Even those who have been released on bail are made to sign every day at distant police stations like dangerous criminals and are prevented from going to work. They are all living in poverty and misery.
No step has been taken to withdraw all the false cases that are foisted on us; instead, fresh murder charges are framed against the leaders of the PMANE falsely.
Besides the hydrology, geology, oceanography issues of the KKNPP, we have now to deal with the seismology issue also as the entire state of Tamil Nadu and the eastern coast of India were rocked by powerful tremors and temblors on April 11, 2012. Following the massive earthquake and the aftershocks on that day, there has been another major earthquake in Indonesia on April 20, 2012 night. These issues have to be researched thoroughly and truthfully before opening a major and controversial nuclear project such as the KKNPP in the affected area.

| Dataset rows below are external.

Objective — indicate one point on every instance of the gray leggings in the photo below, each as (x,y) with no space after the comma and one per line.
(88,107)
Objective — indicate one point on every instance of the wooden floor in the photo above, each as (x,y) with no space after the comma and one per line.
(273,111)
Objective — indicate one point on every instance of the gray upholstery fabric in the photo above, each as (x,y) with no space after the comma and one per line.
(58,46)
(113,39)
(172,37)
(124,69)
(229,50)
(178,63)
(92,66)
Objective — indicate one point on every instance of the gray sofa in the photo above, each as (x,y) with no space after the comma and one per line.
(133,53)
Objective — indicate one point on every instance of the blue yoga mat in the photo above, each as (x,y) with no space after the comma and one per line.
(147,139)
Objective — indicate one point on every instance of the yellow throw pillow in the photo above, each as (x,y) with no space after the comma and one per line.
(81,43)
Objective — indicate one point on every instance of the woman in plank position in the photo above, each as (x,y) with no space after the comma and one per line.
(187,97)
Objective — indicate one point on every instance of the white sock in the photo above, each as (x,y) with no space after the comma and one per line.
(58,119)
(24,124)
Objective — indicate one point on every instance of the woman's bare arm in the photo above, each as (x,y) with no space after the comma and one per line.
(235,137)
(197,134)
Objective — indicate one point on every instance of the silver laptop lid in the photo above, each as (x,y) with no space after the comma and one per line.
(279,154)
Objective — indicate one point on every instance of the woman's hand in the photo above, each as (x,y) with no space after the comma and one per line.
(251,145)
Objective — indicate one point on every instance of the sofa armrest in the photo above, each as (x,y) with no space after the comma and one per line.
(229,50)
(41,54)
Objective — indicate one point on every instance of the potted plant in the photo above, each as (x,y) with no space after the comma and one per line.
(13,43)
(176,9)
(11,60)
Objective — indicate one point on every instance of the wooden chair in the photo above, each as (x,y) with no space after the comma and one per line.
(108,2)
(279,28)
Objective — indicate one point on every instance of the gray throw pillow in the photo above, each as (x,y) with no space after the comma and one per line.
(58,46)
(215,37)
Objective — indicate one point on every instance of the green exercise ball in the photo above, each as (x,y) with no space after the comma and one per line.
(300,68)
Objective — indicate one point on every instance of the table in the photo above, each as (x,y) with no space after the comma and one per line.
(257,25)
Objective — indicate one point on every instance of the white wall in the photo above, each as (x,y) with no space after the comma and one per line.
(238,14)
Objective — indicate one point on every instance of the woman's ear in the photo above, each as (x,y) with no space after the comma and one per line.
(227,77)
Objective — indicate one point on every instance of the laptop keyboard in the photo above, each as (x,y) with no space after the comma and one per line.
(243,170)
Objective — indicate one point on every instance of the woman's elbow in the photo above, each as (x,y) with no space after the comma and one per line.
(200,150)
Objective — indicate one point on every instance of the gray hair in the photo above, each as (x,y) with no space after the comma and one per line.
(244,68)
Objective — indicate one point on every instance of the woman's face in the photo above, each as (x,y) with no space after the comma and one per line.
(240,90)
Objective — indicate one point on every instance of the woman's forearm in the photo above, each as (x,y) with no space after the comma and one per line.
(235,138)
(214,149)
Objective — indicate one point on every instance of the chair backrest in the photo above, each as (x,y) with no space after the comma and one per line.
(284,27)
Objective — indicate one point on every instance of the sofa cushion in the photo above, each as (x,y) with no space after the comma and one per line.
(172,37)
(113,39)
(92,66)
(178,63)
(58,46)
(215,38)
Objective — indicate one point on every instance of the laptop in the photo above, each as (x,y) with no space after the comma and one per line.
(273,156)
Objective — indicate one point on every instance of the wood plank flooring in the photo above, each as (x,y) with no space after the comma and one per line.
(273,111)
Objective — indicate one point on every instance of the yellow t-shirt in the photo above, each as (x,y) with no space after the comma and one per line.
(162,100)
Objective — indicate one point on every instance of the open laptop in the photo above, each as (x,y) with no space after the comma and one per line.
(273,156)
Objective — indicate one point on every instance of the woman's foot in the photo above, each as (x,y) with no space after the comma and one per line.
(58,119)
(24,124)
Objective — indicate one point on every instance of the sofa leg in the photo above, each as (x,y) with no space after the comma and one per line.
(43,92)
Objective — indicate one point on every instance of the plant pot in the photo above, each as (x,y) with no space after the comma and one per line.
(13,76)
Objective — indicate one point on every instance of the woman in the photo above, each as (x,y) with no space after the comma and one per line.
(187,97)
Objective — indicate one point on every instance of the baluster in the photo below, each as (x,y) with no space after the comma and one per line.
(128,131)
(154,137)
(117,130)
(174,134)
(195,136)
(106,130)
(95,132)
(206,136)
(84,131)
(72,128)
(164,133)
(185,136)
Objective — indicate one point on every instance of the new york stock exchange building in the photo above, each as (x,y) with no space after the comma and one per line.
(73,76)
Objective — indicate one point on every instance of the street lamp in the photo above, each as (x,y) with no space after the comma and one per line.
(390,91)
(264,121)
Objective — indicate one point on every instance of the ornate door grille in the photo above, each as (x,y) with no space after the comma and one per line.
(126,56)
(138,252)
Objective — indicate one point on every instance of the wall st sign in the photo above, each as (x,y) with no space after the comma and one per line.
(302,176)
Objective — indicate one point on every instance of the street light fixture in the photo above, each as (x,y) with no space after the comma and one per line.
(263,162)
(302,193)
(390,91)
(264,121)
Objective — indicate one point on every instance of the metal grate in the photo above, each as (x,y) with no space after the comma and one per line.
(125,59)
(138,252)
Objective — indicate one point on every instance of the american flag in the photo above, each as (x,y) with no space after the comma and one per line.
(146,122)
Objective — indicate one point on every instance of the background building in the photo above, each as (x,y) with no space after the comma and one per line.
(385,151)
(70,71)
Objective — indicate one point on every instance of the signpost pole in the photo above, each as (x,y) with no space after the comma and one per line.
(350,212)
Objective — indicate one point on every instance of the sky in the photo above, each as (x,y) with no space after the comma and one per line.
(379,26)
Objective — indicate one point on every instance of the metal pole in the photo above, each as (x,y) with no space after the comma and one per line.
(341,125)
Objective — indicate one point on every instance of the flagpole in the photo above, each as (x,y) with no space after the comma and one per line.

The government authorities and the KKNPP officials are trying to scuttle the whole process of disaster training and evacuation exercises by roping in the cooperation of the local Panchayat presidents and by creating falsified records that such exercises had been done in these Panchayats. The KKNPP administration that never respected the local people and their leaders before are now trying to please these Panchayat presidents with the promised Rs. 500-crore package. Given the recent repeated earthquakes in Indonesia, even people beyond 30-km radius must be given disaster training.
We hear recurrent rumors that there are serious problems in the reactor pressure vessel, and that there is a perennial water spring near the reactor building that plague the KKNPP project and that is why some 18 Russian scientists have been invited urgently to work on the project. The KKNPP officials must tell the people the whole truth about the problems involved in the delay of the project, present a White Paper on the total cost of the project and explain how much public money has been spent on all these recent visits of Russians and other PR exercises.
We earnestly hope that the Government of India and the Government of Tamil Nadu will resume the negotiations with us, fulfill their commitments and avoid the planned indefinite hunger strike. We still hope that these governments work not just for the rich and powerful but are also interested in the wellbeing of the ordinary and unlettered citizens of India.